Somehow though those claims seem to be full of holes and they certainly don’t wash with the rest of the media’s thinking.

Most editors - television, radio and press – consider Sarkozy’s very public appearance with Bruni to have been sanctioned by the president himself as a chance for pictures to be taken of the two together. No statement may have been made, but the photos were authorised in terms of when and how they were taken.

There was no long lens involved, no secrecy and there have been no attempts to prevent publication.

The photos are in the public domain, and while it’s certainly open to question as to whether they are actually interesting, they are of interest.
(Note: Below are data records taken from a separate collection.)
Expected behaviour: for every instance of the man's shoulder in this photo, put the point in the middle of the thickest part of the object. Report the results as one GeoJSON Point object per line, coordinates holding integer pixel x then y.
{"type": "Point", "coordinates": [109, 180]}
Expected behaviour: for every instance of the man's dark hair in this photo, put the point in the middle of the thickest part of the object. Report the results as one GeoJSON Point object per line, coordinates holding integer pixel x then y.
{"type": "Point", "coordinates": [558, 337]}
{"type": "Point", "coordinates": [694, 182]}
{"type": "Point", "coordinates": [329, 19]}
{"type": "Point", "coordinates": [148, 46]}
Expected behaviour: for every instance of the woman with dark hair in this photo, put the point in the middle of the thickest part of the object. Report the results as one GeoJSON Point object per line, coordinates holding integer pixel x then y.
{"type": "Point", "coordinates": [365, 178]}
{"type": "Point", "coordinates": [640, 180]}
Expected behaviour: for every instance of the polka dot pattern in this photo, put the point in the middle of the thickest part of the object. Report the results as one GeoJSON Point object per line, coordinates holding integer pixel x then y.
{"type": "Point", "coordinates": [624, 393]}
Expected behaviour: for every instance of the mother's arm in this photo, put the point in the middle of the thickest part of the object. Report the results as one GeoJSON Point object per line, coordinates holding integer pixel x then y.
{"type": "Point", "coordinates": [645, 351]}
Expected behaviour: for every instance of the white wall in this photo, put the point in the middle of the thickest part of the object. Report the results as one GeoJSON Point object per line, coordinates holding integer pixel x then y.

They were authorised and they are therefore news.


Still TF1 stands by its decision, claiming that the president’s private life is of no interest (to its viewers) and Tuesday evening’s programme was equally void of any mention. Of course it all raises the question as to how journalists decide what is newsworthy – a process seldom open to great viewing public.

It surely cannot be simple payback time as PPDA, his lunchtime equivalent Jean-Pierre Pernault and the weekend anchor, Claire Chazal, have all had their private lives plastered over the front pages at one time or another. And they all have a significant role in deciding the contents of the news broadcasts.

The invasion of privacy argument is even harder for TF1 to justify in light of the fact that just a couple of months ago the channel led its new programme with Sarkozy’s divorce on the same day that the train drivers brought the country to a standstill on the first of their national strikes.

And of course the delightful twist in all of this is the extra coverage the (non) story is getting everywhere – except TF1 of course.